Current health condition: 70%, please ignore health bar
The shadow of a bird of prey slipped across her path, as the pale-gold young woman marched along a thin trail. Or perhaps it was a vulture, she thought to herself. A doggedness haunted her steps. Stella's search for Kip, or anything else for that matter, had been largely fruitless. Though at first she had taken this as motivation to redouble her efforts, as the days grew longer and the waters dwindled away, she knew it was time to admit defeat and return home. Not quite a year old, the petite girl had grown thin and weary spending roughly wo months' time alone and on the road. To her, it felt like an eternity.
There was a deep magnetism that guided her steps, and she did not need to think about the way. She could have found it with her eyes closed, she felt. Her destination was her birthplace after all, the home she shared with her family. A beacon of love and security in a lonely, harsh landscape.

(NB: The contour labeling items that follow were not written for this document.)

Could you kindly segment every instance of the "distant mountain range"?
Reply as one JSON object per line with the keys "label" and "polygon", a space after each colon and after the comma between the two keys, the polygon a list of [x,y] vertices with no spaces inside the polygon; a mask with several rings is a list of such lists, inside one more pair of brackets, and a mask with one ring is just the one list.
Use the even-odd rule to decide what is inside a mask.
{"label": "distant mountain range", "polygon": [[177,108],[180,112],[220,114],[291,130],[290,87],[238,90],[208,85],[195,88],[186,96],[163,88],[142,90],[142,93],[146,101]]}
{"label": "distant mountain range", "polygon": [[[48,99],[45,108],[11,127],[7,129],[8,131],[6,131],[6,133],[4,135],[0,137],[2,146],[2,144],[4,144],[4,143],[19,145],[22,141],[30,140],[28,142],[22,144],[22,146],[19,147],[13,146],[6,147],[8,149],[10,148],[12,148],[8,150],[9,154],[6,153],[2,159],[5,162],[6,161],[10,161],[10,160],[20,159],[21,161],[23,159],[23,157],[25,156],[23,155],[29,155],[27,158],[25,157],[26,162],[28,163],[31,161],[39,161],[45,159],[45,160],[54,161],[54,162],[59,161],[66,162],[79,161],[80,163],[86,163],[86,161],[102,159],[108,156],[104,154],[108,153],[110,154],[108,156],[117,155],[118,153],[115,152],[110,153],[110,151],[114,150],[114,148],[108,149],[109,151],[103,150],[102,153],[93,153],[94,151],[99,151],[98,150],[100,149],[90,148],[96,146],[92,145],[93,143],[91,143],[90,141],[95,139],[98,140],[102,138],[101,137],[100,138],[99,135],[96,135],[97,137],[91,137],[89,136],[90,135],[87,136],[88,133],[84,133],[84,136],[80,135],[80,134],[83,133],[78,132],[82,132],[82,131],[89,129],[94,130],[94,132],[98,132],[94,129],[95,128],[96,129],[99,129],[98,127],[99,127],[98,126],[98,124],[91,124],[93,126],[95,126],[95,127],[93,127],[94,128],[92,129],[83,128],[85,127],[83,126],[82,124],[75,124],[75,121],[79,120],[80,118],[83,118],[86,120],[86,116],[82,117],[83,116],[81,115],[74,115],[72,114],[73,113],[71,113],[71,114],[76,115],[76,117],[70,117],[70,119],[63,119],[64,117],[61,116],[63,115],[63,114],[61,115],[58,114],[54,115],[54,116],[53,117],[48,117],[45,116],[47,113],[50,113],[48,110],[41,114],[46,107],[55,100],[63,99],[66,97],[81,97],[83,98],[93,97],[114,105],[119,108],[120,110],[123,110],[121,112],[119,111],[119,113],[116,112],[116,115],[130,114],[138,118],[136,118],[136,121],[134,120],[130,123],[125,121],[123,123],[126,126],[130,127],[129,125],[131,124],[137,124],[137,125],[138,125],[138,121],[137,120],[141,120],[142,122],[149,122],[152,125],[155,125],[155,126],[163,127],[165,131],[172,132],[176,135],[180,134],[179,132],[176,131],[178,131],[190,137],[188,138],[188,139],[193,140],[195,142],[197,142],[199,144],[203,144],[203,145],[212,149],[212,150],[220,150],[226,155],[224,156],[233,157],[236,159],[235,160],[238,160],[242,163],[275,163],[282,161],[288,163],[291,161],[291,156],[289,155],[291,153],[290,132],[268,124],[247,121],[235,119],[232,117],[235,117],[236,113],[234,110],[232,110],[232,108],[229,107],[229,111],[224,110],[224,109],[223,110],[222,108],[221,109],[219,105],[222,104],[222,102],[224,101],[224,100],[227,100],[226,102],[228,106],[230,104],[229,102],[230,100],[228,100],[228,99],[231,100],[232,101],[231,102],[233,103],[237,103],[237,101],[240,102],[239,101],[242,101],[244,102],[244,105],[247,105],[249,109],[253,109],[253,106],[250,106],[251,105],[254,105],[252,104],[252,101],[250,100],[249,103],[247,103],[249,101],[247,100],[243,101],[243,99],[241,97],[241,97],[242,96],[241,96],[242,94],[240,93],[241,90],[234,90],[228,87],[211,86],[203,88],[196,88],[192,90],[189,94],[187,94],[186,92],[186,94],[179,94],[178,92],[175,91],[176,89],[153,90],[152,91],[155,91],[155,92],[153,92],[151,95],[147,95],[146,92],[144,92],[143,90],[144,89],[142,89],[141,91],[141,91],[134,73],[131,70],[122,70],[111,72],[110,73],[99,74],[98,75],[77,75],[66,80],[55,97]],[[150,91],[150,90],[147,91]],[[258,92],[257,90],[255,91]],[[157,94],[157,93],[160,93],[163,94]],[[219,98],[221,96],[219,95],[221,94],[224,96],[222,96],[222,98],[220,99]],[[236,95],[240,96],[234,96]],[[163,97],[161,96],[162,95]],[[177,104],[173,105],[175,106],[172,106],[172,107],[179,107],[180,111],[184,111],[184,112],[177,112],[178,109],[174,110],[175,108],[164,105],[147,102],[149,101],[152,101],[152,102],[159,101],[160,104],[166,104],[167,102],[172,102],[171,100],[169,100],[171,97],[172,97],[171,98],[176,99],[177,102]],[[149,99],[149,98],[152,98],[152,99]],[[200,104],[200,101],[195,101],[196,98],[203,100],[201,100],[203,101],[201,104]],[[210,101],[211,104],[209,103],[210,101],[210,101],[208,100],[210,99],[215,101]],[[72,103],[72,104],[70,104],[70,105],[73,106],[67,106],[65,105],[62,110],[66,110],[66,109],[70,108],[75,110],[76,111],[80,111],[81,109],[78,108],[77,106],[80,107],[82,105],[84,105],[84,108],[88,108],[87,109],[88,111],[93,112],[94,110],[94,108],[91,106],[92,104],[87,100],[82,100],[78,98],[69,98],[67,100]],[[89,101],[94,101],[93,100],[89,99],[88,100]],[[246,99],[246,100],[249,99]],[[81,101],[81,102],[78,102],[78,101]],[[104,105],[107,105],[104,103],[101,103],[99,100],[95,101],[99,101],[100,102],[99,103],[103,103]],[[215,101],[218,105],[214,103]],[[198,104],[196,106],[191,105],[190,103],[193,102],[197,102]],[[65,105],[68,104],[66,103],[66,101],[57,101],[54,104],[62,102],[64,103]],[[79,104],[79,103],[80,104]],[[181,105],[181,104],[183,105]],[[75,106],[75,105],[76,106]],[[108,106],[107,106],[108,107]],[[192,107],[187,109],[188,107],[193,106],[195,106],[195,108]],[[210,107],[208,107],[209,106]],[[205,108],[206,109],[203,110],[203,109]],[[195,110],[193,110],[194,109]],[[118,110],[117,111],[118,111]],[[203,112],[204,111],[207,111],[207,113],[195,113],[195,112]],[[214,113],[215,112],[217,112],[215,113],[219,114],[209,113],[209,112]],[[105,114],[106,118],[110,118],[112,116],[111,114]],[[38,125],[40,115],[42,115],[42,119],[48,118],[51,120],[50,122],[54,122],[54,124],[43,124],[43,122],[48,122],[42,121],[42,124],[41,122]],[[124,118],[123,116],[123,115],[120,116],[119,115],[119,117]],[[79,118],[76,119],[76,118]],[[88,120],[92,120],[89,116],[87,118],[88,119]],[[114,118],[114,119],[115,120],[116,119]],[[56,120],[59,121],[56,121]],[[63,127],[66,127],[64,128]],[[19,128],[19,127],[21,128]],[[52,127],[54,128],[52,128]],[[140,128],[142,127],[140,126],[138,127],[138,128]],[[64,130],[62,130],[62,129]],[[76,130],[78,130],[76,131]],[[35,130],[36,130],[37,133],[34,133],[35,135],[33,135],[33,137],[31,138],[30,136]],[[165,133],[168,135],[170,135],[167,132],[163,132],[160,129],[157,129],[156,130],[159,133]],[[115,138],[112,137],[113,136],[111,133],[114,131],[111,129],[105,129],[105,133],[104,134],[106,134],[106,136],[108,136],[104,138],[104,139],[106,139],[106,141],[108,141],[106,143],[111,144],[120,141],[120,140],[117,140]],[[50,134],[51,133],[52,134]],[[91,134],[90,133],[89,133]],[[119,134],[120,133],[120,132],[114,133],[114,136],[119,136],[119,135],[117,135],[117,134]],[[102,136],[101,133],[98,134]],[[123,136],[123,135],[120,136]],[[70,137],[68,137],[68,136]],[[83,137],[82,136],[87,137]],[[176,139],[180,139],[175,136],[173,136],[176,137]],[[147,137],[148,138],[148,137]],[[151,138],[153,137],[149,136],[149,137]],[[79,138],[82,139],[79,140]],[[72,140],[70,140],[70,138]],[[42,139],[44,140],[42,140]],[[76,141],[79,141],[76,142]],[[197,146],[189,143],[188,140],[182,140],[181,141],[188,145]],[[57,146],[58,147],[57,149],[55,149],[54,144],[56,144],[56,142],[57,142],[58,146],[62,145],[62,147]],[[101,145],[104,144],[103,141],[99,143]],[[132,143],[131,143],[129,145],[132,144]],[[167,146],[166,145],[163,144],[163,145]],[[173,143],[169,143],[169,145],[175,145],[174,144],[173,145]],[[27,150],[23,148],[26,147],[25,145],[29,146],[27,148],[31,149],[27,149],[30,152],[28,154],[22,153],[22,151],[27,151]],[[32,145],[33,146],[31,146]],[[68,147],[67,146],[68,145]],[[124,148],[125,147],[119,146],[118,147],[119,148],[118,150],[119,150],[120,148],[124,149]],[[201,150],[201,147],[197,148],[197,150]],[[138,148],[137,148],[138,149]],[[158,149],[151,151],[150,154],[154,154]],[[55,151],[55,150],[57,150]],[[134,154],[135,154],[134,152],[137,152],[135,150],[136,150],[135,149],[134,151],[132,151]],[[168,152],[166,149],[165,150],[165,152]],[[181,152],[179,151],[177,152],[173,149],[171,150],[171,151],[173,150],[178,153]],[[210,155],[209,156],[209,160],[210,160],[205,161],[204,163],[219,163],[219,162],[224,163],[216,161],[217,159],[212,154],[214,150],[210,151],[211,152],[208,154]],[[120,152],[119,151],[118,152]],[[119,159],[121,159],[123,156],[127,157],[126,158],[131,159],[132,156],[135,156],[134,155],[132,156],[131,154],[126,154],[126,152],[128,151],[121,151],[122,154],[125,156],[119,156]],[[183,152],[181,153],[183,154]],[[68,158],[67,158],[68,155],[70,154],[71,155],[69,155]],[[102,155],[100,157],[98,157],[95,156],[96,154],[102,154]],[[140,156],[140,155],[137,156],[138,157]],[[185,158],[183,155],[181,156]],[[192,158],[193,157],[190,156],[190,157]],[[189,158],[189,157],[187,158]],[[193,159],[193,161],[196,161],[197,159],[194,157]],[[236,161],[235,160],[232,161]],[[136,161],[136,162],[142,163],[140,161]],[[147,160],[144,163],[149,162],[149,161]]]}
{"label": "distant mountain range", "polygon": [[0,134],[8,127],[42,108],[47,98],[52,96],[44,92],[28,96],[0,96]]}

Still, there were knots in her stomach as she thought of what she might find, what sort of reunion awaited her - what version of sanguine awaited: optimistic and positive, or bloody?
With a flick of her head, Stel banished the most pessimistic of her thoughts along with a fly which had so rudely lighted upon her brow. More pragmatic thoughts were not so easily sent fleeing, though.
Have I been gone too long? The thought had lodged itself somewhere in her mind not long after she'd left, burrowing and growing with each day. Roughly two months had passed since she'd seen her family, seen the cove. Would she still have a place among them, or would it have dwindled away like the water and shade had done?
She was back in the Lore now, but home was still too far for comfort, she simply wished to slake her thirst and continue on. The hope of water had drawn her here but she found nothing but mud expanding out from the edge of the shore in a sticky, flat alien landscape. She wrinkled her nose, noting that even the scent here seemed particularly uninviting. Stella couldn't help but feel as if she was intruding, as if the very landscape was urging her to keep moving.